Jak być wystarczająco dobrym tatą - ebook
Jak być wystarczająco dobrym tatą - ebook
Poradnik dla ojców, którzy chcą wiedzieć wszystko (i to szybko) o swoim nowo narodzonym dziecku. Dziecko to rewolucja, ale książka „Jak być wystarczająco dobrym tatą” pomoże Ci przez nią przejść. Zawarłem w niej syntezę najbardziej przydatnych informacji i sposobów na to, żeby nie stracić kontroli nad życiem i odnaleźć się w najważniejszej roli – w roli ojca. Ta książka pomoże ci przetrwać najgorsze chwile po narodzinach dziecka, bo jest instrukcją obsługi nie tylko potomka, lecz także związku.
Kategoria: | Poradniki |
Zabezpieczenie: |
Watermark
|
ISBN: | 978-83-64374-21-0 |
Rozmiar pliku: | 6,7 MB |
FRAGMENT KSIĄŻKI
Znasz dobrze ten typ ojca, któremu się wydaje, że jeśli co miesiąc napełni konto w banku, nie musi robić nic więcej. Ma pretensje, gdy umęczona ciągłym wstawaniem kobieta – bo karmienie, bo smoczek trzeba podać, bo przebrać obrzygane dziecko – prosi, aby choć raz w nocy zmienił pieluchę.
Tenże sam ojciec podchodzi do dziecka jak do ciała obcego, a im bardziej odsuwa od siebie obowiązki rodzicielskie, z radością akceptując fakt, że żona czy partnerka już nawet nie dopomina się o pomoc, tym bardziej utwierdza się w przekonaniu, że tak być powinno. Tyle że nakrywanie głowy poduszką, mamrotanie o niewyspaniu i milionie rzeczy do załatwienia następnego dnia w pracy tworzą ferment w rodzinie. Partnerzy oddalają się od siebie, przestają ze sobą rozmawiać, dzielić się troskami i radościami. Ona będzie coraz więcej czasu poświęcała dziecku, które w efekcie wyprze z jej życia partnera. On wybierze towarzystwo tabelek w Excelu i ciche po godzinach biuro, cedując obowiązki domowe nie tylko na matkę dziecka, ale też na teściową i szwagierkę – każdego z rodziny, kto wykaże choćby odrobinę zainteresowania.

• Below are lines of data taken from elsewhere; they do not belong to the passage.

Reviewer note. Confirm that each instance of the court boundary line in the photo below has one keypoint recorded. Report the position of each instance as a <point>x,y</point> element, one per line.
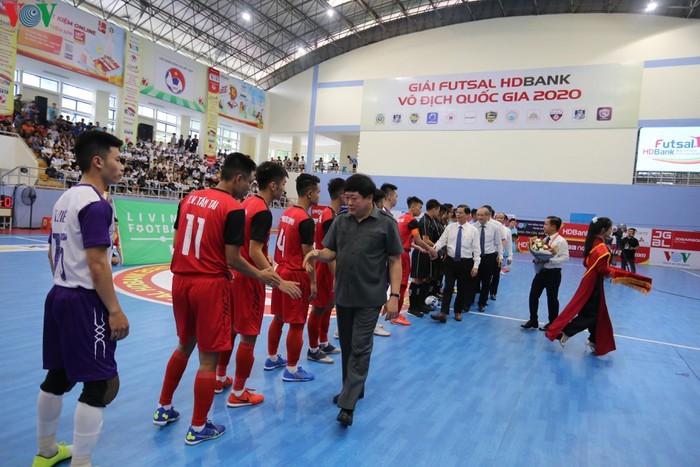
<point>691,273</point>
<point>651,341</point>
<point>29,239</point>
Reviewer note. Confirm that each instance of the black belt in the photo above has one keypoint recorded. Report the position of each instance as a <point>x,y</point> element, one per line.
<point>460,260</point>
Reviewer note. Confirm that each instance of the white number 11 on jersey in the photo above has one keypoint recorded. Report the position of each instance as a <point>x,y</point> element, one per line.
<point>188,235</point>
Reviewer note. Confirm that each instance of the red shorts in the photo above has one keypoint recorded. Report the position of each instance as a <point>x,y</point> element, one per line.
<point>292,310</point>
<point>248,305</point>
<point>202,309</point>
<point>405,267</point>
<point>324,286</point>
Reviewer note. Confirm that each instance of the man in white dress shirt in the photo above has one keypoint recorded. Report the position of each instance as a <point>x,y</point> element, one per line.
<point>461,263</point>
<point>490,234</point>
<point>549,277</point>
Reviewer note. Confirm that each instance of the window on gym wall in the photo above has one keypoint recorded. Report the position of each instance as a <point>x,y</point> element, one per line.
<point>112,114</point>
<point>77,103</point>
<point>147,112</point>
<point>228,140</point>
<point>166,125</point>
<point>36,81</point>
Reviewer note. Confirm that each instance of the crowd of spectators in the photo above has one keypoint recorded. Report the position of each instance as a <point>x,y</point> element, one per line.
<point>155,168</point>
<point>150,167</point>
<point>298,164</point>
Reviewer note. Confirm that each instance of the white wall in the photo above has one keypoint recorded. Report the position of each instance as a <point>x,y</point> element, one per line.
<point>584,156</point>
<point>290,105</point>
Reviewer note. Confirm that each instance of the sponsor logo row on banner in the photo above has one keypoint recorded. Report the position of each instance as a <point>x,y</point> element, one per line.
<point>542,98</point>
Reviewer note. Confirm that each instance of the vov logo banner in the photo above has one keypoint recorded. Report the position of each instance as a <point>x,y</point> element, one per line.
<point>29,15</point>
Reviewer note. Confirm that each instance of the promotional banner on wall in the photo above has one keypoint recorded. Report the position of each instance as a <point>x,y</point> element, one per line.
<point>69,38</point>
<point>128,125</point>
<point>241,101</point>
<point>213,89</point>
<point>146,231</point>
<point>172,78</point>
<point>8,55</point>
<point>575,235</point>
<point>674,149</point>
<point>593,96</point>
<point>675,248</point>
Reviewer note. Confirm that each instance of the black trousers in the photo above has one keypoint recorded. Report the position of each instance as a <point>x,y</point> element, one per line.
<point>587,318</point>
<point>628,262</point>
<point>489,263</point>
<point>495,280</point>
<point>461,272</point>
<point>546,279</point>
<point>356,332</point>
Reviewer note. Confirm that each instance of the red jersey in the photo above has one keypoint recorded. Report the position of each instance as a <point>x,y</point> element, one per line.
<point>324,223</point>
<point>296,227</point>
<point>408,227</point>
<point>207,220</point>
<point>258,222</point>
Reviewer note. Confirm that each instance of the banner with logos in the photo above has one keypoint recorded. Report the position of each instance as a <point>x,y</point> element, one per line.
<point>213,88</point>
<point>8,56</point>
<point>675,248</point>
<point>674,149</point>
<point>590,96</point>
<point>128,124</point>
<point>172,79</point>
<point>146,231</point>
<point>62,35</point>
<point>241,101</point>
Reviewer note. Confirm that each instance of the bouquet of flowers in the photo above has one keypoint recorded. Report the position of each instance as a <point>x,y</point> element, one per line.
<point>541,251</point>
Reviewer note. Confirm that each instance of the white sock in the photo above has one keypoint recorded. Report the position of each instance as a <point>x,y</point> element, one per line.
<point>87,426</point>
<point>48,409</point>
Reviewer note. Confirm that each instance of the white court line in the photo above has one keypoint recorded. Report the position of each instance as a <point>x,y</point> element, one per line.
<point>616,335</point>
<point>691,273</point>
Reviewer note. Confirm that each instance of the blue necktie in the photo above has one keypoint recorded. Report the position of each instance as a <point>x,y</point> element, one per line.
<point>482,239</point>
<point>458,248</point>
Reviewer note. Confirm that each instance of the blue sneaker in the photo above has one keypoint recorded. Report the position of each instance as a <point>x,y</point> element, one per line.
<point>271,365</point>
<point>162,417</point>
<point>299,377</point>
<point>210,431</point>
<point>330,349</point>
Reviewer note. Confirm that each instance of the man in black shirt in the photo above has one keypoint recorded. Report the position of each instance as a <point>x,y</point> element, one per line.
<point>366,245</point>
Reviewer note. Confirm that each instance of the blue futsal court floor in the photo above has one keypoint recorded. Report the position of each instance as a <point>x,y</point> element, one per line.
<point>482,392</point>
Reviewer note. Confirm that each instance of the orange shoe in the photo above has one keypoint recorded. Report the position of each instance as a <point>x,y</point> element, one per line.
<point>221,385</point>
<point>401,319</point>
<point>247,398</point>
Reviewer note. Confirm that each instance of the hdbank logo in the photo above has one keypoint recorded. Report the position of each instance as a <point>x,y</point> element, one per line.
<point>677,257</point>
<point>29,15</point>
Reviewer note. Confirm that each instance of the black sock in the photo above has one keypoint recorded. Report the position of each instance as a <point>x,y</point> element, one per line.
<point>413,296</point>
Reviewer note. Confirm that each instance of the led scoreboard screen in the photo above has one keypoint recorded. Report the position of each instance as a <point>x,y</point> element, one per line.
<point>5,201</point>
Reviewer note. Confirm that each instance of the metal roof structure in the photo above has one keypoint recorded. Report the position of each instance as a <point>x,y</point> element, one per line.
<point>266,42</point>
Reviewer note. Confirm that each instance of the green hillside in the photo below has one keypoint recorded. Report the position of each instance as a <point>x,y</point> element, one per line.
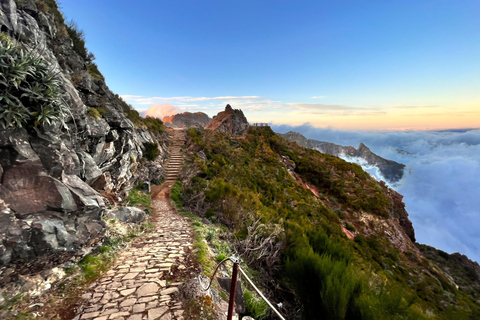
<point>297,241</point>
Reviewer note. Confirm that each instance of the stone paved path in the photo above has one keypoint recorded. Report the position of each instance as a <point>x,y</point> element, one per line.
<point>135,287</point>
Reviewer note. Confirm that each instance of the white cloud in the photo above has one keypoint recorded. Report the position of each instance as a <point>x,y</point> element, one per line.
<point>161,110</point>
<point>442,186</point>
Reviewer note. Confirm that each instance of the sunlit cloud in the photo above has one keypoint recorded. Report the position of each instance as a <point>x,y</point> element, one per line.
<point>441,184</point>
<point>161,110</point>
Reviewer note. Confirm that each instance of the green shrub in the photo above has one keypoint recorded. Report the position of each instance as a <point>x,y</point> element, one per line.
<point>78,39</point>
<point>176,195</point>
<point>255,306</point>
<point>29,88</point>
<point>139,198</point>
<point>92,70</point>
<point>349,227</point>
<point>220,257</point>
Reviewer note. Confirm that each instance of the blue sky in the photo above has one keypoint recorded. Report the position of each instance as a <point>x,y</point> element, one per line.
<point>363,65</point>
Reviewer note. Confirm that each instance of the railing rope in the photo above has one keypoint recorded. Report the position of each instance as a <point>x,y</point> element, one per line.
<point>233,285</point>
<point>261,294</point>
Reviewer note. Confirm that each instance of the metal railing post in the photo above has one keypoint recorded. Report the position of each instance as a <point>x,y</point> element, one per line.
<point>233,288</point>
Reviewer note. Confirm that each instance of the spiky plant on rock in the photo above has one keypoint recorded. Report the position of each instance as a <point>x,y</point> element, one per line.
<point>29,89</point>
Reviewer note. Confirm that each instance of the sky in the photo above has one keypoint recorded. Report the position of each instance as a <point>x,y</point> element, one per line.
<point>385,73</point>
<point>441,184</point>
<point>347,65</point>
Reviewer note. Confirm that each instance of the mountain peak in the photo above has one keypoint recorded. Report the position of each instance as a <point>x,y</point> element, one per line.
<point>231,121</point>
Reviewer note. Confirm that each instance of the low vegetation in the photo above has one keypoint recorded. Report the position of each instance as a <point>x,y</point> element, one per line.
<point>139,198</point>
<point>294,239</point>
<point>29,88</point>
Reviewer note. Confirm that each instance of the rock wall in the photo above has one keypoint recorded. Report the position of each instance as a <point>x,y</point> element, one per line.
<point>51,176</point>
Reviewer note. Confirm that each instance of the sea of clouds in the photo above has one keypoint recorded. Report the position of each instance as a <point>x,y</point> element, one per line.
<point>441,185</point>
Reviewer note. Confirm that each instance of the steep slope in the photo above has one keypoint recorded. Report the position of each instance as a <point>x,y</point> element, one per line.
<point>187,119</point>
<point>55,161</point>
<point>320,232</point>
<point>391,170</point>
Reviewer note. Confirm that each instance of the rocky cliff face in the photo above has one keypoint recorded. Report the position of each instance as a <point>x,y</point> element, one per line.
<point>187,119</point>
<point>49,211</point>
<point>464,272</point>
<point>231,121</point>
<point>391,170</point>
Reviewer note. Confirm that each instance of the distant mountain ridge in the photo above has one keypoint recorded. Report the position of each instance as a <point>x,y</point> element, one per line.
<point>390,170</point>
<point>187,119</point>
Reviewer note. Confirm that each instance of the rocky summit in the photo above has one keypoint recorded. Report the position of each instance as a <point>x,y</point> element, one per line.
<point>187,120</point>
<point>231,121</point>
<point>106,215</point>
<point>391,170</point>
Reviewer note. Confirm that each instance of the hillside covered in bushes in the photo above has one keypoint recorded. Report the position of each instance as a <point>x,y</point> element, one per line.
<point>320,232</point>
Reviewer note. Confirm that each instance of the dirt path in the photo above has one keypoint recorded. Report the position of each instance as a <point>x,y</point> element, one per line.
<point>139,285</point>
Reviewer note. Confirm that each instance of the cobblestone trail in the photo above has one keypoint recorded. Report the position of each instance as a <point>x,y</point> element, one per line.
<point>135,287</point>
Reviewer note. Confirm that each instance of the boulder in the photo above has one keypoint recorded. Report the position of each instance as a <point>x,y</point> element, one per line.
<point>129,215</point>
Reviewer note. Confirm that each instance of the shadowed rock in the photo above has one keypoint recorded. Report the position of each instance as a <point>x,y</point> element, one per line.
<point>231,121</point>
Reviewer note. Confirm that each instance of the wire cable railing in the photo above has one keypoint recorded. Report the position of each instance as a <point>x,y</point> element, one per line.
<point>233,285</point>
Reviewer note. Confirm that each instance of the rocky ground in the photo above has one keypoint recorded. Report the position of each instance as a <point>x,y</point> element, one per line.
<point>140,285</point>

Ucieczka przed obowiązkami to częste zachowanie świeżych tatusiów. Nie chcą brać na siebie odpowiedzialności w szerokim zakresie, sprowadzając rolę ojca wyłącznie do zarabiania. A to błąd!
Odkąd pierwsza kobieta wsiadła na traktor (a druga poleciała w kosmos), zapewnienie bytu najbliższym przestało być jedyną powinnością ojca.
Żeby czuć się częścią rodziny i mieć na nią wpływ, musimy zasłużyć na szacunek i autorytet. Droga do tego wiedzie przez zaangażowanie w jej sprawy i stawianie czoła coraz większej liczbie wymagań. Dawniej większość ojców i dziadków po ciężkim dniu w robocie wracała do domu, głaskała dzieci po głowach, a następnie, zasłoniwszy się gazetą, czekała na zupę i pełnowymiarowe drugie danie, od czasu do czasu rzucając: Jak w szkole?, niezbyt przejmując się odpowiedzią. Dziś stoimy w rozkroku między domem a pracą, co często powoduje konflikty. Partnerki narzekają, że nie pomagamy w codziennych obowiązkach, szefowie, że zasypiamy na służbowych spotkaniach. Niestety, doba, która ma tylko 23 godziny, 56 minut i 4 sekundy, sprawia, że nie wszystko jesteśmy w stanie w nią wcisnąć.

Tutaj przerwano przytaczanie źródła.